As reported here, House of Fraser’s use of a pigeon logo on its own brand Linea line between 2011 and 2013 was an infringement of the Jack Wills pheasant. House of Fraser was forced to withdraw its stock.  But this was not the end of the story as Jack Wills was also entitled to financial compensation.  

The total sales for House of Fraser’s “Pigeon products” came to just under £1.3million (including VAT).  But how much of this was Jack Wills entitled to in compensation?  

A brand owner has two alternative bases for calculating financial compensation. The first is damages which usually takes the form of a reasonable royalty on the sales price.  The second is an account of the profits made on the infringing articles.  Both options aim to put the Claimant in the position that it would have been in if infringement had not occurred.  

Following receipt of sales data, Jack Wills decided it would get more money if it opted for an account of profits.  The key question was what costs could House of Fraser legitimately deduct to reach a net profit figure?

Some deductions were uncontroversial such as VAT, the cost of the goods themselves and the cost of written off stock.  This left a gross margin of just under £600,000.  However, there was disagreement about whether a percentage of general overheads could be deducted and if so, how much. 

General overheads can be deducted if it is possible to show that these costs would have been incurred if non-infringing goods had been produced and sold instead.  Because House of Fraser had sold similar lines of own brand clothing in the past which had not used the Pigeon logo, the Court decided that the Pigeon products were not made specially but were part of House of Fraser’s general business.  This meant that House of Fraser could also deduct a percentage of House of Fraser’s costs for employees, property, asset depreciation, advertising (on the basis that adverts for other products still attract footfall to the stores). Deductions were not permitted for unspecified expenses such as consultancy fees and onerous leases.

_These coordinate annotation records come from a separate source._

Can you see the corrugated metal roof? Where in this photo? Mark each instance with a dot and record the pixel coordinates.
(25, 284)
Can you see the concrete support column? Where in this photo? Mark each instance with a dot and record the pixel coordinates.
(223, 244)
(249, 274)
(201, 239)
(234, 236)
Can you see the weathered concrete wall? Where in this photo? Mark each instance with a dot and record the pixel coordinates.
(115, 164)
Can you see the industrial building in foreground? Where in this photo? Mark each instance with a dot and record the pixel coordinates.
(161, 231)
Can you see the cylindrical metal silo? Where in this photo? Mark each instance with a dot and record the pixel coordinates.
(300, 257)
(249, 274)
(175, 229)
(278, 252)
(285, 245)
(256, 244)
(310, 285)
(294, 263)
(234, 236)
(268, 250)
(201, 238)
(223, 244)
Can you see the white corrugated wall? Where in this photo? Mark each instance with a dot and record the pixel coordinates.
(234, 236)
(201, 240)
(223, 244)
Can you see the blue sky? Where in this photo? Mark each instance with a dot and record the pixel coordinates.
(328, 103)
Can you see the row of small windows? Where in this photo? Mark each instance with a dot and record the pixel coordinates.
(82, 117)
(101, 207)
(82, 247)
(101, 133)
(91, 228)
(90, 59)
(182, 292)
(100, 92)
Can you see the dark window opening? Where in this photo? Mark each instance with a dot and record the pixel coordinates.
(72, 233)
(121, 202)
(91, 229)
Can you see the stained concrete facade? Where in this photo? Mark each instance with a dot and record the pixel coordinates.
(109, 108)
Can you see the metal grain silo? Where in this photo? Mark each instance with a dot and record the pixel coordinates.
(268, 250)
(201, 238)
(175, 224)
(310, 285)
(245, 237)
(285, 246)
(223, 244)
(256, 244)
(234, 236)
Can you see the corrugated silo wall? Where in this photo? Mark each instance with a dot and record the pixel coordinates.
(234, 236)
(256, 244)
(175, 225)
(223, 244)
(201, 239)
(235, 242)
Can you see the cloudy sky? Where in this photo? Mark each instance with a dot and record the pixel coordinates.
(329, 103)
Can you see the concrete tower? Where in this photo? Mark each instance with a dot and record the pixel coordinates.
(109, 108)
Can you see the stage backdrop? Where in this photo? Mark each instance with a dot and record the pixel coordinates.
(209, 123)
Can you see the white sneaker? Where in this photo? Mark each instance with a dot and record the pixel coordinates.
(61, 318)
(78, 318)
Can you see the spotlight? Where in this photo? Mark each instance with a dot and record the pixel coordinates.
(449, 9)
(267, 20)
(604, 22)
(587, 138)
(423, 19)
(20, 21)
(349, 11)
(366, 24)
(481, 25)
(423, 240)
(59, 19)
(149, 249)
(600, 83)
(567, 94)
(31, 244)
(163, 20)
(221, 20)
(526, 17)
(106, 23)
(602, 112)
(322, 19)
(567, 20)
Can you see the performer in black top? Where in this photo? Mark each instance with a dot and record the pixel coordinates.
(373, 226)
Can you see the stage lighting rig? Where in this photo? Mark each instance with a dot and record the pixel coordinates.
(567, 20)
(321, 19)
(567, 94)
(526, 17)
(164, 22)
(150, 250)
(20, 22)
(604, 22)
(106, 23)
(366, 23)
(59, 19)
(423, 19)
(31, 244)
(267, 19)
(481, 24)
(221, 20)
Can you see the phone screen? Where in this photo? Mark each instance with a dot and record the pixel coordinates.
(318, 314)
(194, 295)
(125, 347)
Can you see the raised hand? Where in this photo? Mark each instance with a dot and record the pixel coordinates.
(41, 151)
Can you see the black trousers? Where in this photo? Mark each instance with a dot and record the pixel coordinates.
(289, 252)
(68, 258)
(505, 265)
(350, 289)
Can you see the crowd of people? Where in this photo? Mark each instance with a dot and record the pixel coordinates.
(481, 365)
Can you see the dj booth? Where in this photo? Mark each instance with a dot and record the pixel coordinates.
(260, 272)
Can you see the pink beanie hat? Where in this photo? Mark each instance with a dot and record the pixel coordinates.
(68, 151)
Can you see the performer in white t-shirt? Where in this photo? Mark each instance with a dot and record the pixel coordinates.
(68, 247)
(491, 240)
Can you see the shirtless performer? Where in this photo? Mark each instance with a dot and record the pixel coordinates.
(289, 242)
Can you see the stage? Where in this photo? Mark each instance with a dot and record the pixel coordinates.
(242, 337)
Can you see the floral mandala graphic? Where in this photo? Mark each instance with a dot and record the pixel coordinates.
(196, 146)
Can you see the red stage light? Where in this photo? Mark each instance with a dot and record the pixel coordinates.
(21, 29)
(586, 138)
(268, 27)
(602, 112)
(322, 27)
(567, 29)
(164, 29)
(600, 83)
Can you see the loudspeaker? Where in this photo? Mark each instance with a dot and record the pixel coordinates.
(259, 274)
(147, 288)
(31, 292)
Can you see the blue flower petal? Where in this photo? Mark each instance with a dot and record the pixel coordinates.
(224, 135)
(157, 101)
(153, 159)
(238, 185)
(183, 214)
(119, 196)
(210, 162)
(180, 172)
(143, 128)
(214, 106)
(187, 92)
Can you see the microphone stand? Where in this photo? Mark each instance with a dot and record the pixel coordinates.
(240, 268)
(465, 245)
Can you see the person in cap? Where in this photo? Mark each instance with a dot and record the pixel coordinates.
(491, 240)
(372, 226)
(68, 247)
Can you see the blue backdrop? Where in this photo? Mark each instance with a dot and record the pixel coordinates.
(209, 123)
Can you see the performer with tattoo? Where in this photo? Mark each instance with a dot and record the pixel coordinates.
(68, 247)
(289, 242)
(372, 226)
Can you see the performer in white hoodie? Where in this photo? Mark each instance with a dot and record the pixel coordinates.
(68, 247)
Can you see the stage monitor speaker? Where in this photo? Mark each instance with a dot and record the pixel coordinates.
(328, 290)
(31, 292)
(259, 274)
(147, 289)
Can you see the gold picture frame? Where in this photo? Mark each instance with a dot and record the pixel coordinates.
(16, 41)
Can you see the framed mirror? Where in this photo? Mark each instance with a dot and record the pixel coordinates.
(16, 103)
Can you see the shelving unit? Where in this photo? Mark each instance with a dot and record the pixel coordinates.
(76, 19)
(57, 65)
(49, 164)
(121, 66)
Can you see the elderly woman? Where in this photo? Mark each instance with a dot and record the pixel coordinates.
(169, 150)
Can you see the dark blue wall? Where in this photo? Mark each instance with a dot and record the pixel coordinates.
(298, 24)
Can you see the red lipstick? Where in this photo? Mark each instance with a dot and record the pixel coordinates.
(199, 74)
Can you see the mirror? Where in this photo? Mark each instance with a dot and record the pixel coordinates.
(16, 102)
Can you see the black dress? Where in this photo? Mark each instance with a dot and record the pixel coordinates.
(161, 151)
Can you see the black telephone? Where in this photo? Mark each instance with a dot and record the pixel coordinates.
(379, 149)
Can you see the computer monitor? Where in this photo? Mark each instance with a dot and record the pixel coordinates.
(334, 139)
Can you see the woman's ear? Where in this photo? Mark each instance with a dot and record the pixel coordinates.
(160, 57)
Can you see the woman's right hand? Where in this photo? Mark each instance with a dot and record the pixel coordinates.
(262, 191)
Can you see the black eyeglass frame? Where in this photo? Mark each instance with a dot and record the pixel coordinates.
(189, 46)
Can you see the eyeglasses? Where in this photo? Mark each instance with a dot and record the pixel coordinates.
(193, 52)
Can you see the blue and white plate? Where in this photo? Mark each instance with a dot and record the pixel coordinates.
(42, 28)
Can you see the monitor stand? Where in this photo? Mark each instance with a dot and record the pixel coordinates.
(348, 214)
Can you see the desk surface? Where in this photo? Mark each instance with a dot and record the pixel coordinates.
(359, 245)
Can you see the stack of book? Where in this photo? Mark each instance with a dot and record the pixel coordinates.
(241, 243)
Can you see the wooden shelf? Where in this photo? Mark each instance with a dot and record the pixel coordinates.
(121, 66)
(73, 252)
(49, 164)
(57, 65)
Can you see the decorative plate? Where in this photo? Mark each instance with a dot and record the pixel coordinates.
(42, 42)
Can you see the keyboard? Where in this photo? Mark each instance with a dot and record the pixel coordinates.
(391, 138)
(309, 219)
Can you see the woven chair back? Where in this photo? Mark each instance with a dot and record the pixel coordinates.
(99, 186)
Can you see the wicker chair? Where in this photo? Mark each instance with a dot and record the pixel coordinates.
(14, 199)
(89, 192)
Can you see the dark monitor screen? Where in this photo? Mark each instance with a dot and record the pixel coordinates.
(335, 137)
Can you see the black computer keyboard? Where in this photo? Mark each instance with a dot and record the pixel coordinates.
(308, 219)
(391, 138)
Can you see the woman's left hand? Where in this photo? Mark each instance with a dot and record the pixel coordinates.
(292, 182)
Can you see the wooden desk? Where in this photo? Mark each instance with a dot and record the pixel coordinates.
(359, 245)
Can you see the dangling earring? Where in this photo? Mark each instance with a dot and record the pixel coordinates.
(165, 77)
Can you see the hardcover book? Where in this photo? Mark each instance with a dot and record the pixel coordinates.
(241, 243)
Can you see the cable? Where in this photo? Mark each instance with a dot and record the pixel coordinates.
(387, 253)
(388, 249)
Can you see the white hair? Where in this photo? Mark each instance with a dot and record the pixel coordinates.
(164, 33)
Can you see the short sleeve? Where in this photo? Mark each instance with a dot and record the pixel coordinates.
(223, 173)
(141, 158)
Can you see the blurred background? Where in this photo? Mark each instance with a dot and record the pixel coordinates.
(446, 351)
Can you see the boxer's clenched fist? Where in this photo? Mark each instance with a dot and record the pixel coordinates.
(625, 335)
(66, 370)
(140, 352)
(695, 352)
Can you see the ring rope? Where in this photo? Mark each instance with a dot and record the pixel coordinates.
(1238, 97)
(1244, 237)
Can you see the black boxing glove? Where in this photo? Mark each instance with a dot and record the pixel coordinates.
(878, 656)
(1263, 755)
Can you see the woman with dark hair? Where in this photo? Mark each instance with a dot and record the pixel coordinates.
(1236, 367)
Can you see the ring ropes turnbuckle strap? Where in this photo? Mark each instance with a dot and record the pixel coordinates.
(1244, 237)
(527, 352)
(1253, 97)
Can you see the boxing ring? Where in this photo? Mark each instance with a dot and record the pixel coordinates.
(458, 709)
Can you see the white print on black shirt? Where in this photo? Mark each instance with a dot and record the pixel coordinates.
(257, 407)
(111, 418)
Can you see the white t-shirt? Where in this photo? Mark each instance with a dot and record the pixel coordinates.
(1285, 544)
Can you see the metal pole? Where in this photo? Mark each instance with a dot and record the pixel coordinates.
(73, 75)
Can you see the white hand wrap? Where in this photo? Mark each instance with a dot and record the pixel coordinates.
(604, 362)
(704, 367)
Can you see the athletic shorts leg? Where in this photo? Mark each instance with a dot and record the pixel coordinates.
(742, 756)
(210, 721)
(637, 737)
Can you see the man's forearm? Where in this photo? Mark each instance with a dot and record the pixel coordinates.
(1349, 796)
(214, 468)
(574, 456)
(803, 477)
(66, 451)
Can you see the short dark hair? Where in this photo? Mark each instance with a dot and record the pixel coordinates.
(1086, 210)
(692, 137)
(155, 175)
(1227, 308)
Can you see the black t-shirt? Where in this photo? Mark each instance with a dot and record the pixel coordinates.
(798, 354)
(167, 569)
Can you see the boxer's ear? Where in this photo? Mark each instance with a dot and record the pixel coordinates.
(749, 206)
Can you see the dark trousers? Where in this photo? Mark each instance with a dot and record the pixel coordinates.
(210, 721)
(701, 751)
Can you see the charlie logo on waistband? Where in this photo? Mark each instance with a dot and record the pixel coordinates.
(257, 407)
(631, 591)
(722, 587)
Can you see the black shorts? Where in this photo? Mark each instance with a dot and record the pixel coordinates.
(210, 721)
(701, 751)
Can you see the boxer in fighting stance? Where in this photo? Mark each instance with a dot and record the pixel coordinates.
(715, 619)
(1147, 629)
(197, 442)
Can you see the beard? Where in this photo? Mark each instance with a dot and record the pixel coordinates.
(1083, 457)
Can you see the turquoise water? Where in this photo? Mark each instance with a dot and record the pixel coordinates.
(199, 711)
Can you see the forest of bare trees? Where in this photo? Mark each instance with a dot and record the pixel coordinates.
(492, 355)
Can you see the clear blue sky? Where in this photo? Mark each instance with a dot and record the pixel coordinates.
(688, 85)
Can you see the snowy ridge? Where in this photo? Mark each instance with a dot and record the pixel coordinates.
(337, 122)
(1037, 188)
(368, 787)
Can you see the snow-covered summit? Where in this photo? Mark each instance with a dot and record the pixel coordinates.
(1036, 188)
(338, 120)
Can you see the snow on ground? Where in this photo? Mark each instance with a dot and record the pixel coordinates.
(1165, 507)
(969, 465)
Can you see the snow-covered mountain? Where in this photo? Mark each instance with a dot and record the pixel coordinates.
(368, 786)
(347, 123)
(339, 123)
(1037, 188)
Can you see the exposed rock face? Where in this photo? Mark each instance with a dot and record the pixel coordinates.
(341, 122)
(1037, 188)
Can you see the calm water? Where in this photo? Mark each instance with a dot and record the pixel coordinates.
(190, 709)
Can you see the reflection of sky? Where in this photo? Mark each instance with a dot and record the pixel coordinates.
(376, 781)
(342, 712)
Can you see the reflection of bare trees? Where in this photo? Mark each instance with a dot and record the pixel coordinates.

It was then necessary to apportion these general overheads to the Pigeon products themselves (an accounting exercise) and to work out what percentage of the net profits was attributable to the infringement.  It is unusual for the infringement to be the sole factor driving the sale.  This means that it is necessary to identify a fair percentage of the net profits which is associated with the infringement.  This is carried out on a “broad brush” basis.  In this case, the judge reached a figure of 41%.  There will be a further hearing in late April 2016 to agree on the final figure.  
 


Check mate for Jack Wills?

Although Jack Wills won the infringement action, the proportion of the profits it receives will be a lot less than 41% of the £600,000 gross profits (i.e. £246,000). This is less than they had hoped for and raises the question that they may have been better off opting for damages on the reasonable royalty basis.